Østberg ha così ereditato il comando blindando la vittoria con la conquista della Power Stage di Sárga borház. A tenere alta la bandiera ungherese ci hanno pensato Ferenc Vincze e Nándor Percze, bravi a mantenere il passo dei migliori nonostante una Skoda Fabia non aggiornata. Inoltre, per la coppia magiara (nella foto sopra) quello di casa è stato il primo podio conquistato nel FIA ERC. La terza piazza, ottenuta nel Rally di Ungheria, ha permesso a Mārtinš Sesks di concludere il campionato Europeo Rally al secondo posto assoluto. Il lettone, navigato Renar Francis, ha messo in mostra una costante crescita nell’arco dell’intera stagione.

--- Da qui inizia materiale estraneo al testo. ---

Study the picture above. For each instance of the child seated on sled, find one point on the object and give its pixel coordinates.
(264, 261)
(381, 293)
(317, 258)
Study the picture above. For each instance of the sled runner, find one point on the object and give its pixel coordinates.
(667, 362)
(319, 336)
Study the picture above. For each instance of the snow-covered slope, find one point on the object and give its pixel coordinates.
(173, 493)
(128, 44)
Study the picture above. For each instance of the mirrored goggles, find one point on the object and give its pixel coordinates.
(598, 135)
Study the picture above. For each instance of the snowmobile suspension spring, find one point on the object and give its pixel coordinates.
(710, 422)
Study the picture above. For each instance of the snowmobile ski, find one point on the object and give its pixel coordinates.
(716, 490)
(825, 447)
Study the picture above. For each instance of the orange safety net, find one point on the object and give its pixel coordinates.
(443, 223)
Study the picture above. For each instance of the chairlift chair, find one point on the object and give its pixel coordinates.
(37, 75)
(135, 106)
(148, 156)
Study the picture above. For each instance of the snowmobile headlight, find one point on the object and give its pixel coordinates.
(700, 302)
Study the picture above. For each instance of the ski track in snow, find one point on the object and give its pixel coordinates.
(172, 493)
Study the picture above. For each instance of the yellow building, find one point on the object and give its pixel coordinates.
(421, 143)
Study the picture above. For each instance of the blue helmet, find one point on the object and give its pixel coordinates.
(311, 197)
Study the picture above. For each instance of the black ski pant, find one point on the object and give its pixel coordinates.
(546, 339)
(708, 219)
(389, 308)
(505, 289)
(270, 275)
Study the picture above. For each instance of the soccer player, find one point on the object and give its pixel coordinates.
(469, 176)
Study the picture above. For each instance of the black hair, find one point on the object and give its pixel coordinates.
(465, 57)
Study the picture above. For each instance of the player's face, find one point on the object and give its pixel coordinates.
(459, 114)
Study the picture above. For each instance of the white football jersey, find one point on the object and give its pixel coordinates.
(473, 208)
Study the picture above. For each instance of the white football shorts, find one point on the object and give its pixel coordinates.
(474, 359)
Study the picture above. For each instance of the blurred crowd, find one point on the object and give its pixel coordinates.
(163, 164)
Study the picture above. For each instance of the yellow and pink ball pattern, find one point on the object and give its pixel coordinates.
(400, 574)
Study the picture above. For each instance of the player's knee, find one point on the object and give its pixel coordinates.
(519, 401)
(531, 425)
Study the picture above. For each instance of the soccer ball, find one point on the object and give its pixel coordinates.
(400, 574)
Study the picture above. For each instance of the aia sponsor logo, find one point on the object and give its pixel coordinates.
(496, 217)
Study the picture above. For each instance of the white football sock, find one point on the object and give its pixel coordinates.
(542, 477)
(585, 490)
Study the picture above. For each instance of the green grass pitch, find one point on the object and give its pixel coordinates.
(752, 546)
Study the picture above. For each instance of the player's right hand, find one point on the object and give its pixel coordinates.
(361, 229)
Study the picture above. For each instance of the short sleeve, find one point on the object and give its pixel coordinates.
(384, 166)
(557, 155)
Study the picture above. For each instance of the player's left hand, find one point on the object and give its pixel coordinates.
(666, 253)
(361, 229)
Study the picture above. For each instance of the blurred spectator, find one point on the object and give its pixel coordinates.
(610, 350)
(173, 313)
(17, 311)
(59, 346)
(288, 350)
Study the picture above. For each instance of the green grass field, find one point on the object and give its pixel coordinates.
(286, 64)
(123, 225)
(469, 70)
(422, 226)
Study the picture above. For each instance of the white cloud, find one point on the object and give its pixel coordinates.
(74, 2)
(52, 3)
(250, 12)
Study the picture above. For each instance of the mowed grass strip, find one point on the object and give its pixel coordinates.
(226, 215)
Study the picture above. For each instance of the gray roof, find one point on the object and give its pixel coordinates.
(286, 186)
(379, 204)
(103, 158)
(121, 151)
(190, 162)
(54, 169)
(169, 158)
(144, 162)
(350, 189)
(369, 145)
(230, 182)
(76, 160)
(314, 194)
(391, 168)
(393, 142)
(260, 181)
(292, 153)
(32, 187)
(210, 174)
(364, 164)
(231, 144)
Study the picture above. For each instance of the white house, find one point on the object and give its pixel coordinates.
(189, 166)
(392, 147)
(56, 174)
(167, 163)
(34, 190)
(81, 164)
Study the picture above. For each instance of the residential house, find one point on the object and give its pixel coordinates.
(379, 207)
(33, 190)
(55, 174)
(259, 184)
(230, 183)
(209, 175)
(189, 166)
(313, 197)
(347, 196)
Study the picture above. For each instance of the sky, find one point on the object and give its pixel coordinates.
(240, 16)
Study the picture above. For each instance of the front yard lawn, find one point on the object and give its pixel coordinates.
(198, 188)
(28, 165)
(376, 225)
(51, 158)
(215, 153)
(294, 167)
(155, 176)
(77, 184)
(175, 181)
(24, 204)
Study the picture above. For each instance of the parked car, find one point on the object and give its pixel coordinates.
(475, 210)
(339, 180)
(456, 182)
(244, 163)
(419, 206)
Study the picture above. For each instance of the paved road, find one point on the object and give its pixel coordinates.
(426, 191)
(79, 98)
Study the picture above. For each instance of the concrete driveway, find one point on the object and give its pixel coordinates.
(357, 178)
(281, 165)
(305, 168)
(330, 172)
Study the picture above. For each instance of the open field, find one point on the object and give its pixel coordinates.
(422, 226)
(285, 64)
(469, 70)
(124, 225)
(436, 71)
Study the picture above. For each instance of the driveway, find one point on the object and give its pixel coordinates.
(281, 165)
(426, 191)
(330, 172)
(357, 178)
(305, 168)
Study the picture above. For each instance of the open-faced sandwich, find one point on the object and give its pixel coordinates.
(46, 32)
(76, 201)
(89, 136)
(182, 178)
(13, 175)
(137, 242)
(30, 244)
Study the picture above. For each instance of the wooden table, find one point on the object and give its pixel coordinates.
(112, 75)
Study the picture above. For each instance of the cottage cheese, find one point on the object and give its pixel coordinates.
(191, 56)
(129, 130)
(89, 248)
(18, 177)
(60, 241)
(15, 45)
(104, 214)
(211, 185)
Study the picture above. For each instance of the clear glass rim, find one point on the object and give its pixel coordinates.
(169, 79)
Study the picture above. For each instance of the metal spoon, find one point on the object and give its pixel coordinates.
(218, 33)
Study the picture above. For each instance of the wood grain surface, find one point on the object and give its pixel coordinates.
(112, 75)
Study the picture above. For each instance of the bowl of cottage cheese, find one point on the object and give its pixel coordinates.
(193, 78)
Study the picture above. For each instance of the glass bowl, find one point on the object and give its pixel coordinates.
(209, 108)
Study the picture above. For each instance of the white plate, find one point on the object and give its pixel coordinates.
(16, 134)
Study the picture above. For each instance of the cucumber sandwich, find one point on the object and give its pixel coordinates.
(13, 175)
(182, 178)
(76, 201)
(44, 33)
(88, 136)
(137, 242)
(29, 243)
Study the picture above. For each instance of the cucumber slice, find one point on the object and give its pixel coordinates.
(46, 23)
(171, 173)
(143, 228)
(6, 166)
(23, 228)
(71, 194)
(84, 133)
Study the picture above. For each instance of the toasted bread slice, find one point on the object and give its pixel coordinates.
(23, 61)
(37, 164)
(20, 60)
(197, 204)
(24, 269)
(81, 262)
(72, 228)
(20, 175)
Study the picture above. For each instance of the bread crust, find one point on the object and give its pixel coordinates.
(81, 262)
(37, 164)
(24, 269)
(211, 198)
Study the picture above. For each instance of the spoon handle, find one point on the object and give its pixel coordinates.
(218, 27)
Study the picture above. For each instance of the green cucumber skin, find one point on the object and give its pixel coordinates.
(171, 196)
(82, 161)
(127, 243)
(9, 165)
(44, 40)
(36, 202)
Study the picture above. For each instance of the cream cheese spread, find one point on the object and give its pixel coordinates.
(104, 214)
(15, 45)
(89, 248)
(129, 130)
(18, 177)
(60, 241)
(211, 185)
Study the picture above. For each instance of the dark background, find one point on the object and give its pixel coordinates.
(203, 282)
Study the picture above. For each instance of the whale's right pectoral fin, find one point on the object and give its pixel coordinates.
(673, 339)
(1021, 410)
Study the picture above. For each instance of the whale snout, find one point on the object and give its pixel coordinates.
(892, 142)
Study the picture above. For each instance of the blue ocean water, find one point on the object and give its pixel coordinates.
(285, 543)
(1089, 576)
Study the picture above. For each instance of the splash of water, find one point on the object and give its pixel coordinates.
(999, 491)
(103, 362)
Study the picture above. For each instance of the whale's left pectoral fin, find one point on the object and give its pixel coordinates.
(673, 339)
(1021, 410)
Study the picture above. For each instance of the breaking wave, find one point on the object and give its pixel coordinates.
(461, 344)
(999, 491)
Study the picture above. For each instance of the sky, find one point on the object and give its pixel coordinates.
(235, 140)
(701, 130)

Yoann Bonato ha saputo approfittare delle doppie forature di Frigyes Turán ed Erik Cais, subite nelle ultime battute del rally, per artigliare il quarto posto finale. A seguire i due piloti locali Gábor Német, alla sua prima esperienza nel FIA ERC, e Martin László, rispettivamente settimo e ottavo al termine di una gara regolare e priva di sbavature. Marhieu Francesci ha concluso nono davanti al campione uscente Efren Llarena. Protagonista di una stagione tutt’altro che positiva, lo spagnolo ha abdicato riuscendo a conquistare solamente un terzo posto nel Rally delle Canarie. Tra gli iscritti anche l’idolo locale, nonché campione del Mondo Turismo, Norbert Michelisz che, navigato da Robert Tagai, ha conquistato il tredicesimo posto.



Il Rally di Ungheria ha fatto anche da epilogo finale per l’assegnazione del titolo Junior nel FIA ERC. Al termine di una strenua lotta ad avere la meglio è stato l’equipaggio rumeno della Peugeot 208 R4 composto dai fratelli Norbert e Francescha Maior che, per soli 7”1, hanno battuto i nostri Roberto Daprà e Luca Guglielmetti (nella foto sopra). Al termine di una stagione che li ha visti costantemente protagonisti, i portacolori dell’ACI Team Italia sono, però, riusciti a conquistare il titolo del FIA ERC4.

Domenica 8 ottobre 2023, classifica finale (top 15)

1 - Østberg-Barth (Citroën C3 Rally2) - 1h37'40"2
2 - Vincze-Percze (Škoda Fabia RS Rally2) - 12"8
3 - Sesks-Francis (Škoda Fabia RS Rally2) - 1'26"2
4 - Bonato-Boulloud (Citroën C3 Rally2) - 1'46"0
5 - Turan-Farnadi (Volkswagen Polo GTI R5) - 2'06"1
6 - Cais-Bacigál (Škoda Fabia RS Rally2) - 3'06"8
7 - Nemet-Nemeth (Hyundai i20 N Rally2) - 3'30"1
8 - Martin-Berendi (Škoda Fabia RS Rally2) - 4'44"5
9 - Franceschi-Manzo (Škoda Fabia RS Rally2) - 5'39"0
10 - Llarena-Fernandez (Škoda Fabia RS Rally2) - 5'40"2
11 - Hadik-Kertész (Ford Fiesta Rally2) - 6'07"7
12 - Mareš-Bucha (Škoda Fabia RS Rally2) - 6'11"4
13 - Michelisz-Tagai (Hyundai i20 N Rally2) - 7'04"9
14 - N.Maior-F.Maior (Peugeot 208 Rally4) - 8'27"4
15 - Daprà-Guglielmetti (Peugeot 208 Rally4) - 8'34"5

Il campionato
1.Paddon 163 punti; 2.Sesks 134; 3.Østberg 115; 4.Llarena 88; 5.Bonato 84; 6.Franceschi 81; 7.Mares 71; 8.Wagner 64; 9.Heikkilä 49; 10.Csomós 49.